My paintings are an ode to the landscape where I live, the Puget Sound Region of the Pacific Northwest. The distant mountains, forests, waterways, and endlessly changing sky, serve as inspiration for my work. I deeply search for the diversity of plants and the color harmonies of each season.
Several months out of the year I join a plein air group ("in the open air") at a local park. This scene provides the material for my larger paintings. The challenge of plein air is to compose on the spot paint, paint quickly and record my impressions.
My goal is to create a sense of space and atmosphere, while also being true to the location. It may be the light, reflections in the water, or shadows across a field that strike me. Or it is the feeling of awe and wonder at the complexity and beauty of the scene before me that I wish to capture."

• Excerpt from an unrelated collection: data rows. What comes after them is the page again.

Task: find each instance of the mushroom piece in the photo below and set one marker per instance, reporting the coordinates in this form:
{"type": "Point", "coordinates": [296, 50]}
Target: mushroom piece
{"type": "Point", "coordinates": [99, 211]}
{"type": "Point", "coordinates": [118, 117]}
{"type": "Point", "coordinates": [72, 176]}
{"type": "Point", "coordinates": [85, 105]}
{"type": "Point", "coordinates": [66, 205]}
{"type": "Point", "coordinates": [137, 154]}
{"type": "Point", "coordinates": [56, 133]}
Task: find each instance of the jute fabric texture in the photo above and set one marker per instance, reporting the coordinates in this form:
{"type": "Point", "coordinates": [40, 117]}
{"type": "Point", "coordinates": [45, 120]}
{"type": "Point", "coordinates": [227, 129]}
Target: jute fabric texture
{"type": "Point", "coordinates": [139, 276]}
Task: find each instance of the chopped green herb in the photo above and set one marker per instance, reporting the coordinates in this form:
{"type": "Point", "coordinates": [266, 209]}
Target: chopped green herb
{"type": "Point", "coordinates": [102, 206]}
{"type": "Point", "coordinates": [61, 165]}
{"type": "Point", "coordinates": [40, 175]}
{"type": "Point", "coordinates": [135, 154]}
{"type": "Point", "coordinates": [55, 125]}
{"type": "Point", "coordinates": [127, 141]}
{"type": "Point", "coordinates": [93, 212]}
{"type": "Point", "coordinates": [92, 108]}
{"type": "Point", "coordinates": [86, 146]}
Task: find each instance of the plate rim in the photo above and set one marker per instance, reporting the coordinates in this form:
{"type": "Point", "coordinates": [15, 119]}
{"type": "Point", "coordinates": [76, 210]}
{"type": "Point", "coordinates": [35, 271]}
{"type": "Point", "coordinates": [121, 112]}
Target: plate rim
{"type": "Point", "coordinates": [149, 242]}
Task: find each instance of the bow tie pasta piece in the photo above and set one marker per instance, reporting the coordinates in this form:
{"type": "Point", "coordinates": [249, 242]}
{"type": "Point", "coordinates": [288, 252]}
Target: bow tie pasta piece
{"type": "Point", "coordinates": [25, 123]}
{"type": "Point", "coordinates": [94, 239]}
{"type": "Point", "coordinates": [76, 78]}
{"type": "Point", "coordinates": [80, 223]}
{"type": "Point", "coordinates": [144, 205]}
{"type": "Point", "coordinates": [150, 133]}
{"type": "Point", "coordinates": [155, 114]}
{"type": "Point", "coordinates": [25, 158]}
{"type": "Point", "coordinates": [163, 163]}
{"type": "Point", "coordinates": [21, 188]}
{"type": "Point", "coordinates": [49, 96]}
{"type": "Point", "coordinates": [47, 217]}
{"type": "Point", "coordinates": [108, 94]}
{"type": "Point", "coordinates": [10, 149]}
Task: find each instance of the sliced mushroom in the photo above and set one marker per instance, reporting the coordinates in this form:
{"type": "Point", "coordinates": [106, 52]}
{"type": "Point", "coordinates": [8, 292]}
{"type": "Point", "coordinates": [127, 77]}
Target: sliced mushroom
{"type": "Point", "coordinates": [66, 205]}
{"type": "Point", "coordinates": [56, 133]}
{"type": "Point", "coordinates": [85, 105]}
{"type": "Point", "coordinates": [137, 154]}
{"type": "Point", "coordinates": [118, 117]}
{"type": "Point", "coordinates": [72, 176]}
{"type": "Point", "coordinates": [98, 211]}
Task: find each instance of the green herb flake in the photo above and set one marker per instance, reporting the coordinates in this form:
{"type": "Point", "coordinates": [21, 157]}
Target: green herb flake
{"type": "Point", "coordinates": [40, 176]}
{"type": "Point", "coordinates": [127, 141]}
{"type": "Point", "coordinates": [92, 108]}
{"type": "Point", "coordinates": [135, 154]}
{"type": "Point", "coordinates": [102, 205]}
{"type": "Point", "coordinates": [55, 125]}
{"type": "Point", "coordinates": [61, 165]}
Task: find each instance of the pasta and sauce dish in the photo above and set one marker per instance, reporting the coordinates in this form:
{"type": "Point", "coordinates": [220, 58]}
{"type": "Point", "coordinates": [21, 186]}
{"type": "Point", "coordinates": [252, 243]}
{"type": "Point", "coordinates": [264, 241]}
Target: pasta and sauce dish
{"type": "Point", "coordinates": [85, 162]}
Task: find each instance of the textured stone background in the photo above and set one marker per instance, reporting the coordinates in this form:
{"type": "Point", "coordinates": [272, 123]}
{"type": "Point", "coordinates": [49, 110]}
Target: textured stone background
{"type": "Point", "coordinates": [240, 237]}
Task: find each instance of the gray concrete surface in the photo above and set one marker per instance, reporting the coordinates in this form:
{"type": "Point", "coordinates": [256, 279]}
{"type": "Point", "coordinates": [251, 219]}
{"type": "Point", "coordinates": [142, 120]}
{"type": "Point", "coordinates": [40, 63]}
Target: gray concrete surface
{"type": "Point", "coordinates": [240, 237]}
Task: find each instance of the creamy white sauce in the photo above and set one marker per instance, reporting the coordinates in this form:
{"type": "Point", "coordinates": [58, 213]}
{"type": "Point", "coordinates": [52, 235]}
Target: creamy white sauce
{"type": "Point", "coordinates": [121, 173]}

Ellen's enduring love for nature and for expressing that love through her oils goes back to college and beyond.
"As an undergraduate at the University of California, Santa Cruz, I took classes in studio art and graduated with a BA in Art History. Those classes never left me."
As with many of us, her path was circuitous. For Ellen's next step, she pursued an MBA at the University of California, Berkeley. A business career placed her love of painting on the back burner. But the desire to paint still burned within.
"For several years, I took evening and weekend classes, attended life drawing workshops, and volunteered at the local art museum or galleries.
Upon retirement, I attended the 3-year Contemporary Atelier at Gage Academy of Art, where I refined my skills in the traditions of representational fine art. I was honored with a solo show after the atelier program, and since then my work has been on display at several juried shows."
As a children's book author who began writing seriously at fifty-three and whose first children's novel, Wishes Are Free, was published when I was seventy-five, I can appreciate the gift of retirement, too. It isn't retirement for me. It's a beginning. A reboot of a love of writing I had all of my life, but no time to pursue it.
Kudos to both of us. Both Bellevue residents, both making it happen in the autumn of our lives.